The program also has a surprising number of bugs. Descriptions in the Places window sometimes illegibly displayed text atop other text. When I created a new placemark, Google Earth wouldn’t save location names more than one word long unless I also added a description. Google says it’s aware of both issues and working on fixes, though programmers couldn’t consistently replicate the latter problem. In addition, when I attempted to share a placemark with other users, I was taken to a bare-bones Web page saying that feature had been temporarily disabled. According to Google, it’s upgrading the Web site tied to this feature and will restore service soon.
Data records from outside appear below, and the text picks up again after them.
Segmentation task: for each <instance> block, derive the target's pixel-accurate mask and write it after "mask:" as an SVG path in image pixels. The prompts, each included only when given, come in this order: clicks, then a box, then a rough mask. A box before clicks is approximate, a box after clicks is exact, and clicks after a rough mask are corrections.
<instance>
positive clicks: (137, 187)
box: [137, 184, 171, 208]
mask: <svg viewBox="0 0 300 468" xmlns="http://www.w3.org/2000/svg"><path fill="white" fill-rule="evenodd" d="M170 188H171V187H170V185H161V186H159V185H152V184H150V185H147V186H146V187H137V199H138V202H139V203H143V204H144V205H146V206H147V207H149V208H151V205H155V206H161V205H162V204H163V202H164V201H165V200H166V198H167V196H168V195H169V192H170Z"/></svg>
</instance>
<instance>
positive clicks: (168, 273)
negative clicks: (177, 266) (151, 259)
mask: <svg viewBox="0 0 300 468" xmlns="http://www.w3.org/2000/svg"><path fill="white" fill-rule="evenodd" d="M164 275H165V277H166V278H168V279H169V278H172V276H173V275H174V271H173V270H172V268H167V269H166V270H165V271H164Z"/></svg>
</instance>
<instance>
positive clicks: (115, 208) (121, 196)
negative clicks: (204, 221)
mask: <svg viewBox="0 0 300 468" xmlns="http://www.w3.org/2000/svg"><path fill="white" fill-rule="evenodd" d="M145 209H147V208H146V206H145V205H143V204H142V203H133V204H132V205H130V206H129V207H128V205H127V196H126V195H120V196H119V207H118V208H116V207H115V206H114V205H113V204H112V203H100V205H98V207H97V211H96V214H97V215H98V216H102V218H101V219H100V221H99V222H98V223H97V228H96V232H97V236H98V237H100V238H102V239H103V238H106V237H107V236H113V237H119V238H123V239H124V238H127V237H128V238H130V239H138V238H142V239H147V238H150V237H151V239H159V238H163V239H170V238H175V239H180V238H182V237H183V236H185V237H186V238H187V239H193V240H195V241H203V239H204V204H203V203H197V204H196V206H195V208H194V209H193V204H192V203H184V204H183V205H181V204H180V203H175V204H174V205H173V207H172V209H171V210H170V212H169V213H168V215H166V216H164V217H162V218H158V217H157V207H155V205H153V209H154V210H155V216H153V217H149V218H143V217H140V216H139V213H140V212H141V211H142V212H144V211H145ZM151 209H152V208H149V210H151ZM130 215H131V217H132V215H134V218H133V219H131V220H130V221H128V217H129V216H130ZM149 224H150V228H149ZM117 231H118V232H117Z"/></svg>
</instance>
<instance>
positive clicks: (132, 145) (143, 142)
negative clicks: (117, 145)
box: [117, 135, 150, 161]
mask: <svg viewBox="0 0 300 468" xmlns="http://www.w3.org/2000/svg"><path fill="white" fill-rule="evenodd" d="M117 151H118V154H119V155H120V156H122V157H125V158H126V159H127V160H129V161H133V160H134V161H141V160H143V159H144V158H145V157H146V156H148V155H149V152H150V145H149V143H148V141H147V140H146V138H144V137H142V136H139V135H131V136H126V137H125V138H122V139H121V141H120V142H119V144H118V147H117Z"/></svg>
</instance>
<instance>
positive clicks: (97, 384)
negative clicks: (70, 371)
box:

Privacy buffs may also object to Google’s Update Engine, which installs with Google Earth and can’t be deactivated or removed on its own. The Mac version checks for updates once every day, rather than when Google Earth is opened. It also invisibly activates every two hours to see if a day has passed since its last check, whether Google Earth is running or not. Google Earth lets you know about the updater before you install, but if you’re not wild about an invisible program under your computer’s hood talking to Google every day, you might prefer some way to turn it off. Google says it’s heard users’ concerns about the updater, and it’s working on a better solution.
Macworld’s buying advice
Google Earth 5 offers a wealth of educational information in a fun package. Its nonexistent price also makes its minor inconveniences far more forgivable. If you don’t object to the updater, it’s well worth a download.
[Nathan Alderman is a writer and copy editor at approximately 38 degrees north latitude, 77 degrees west longitude.]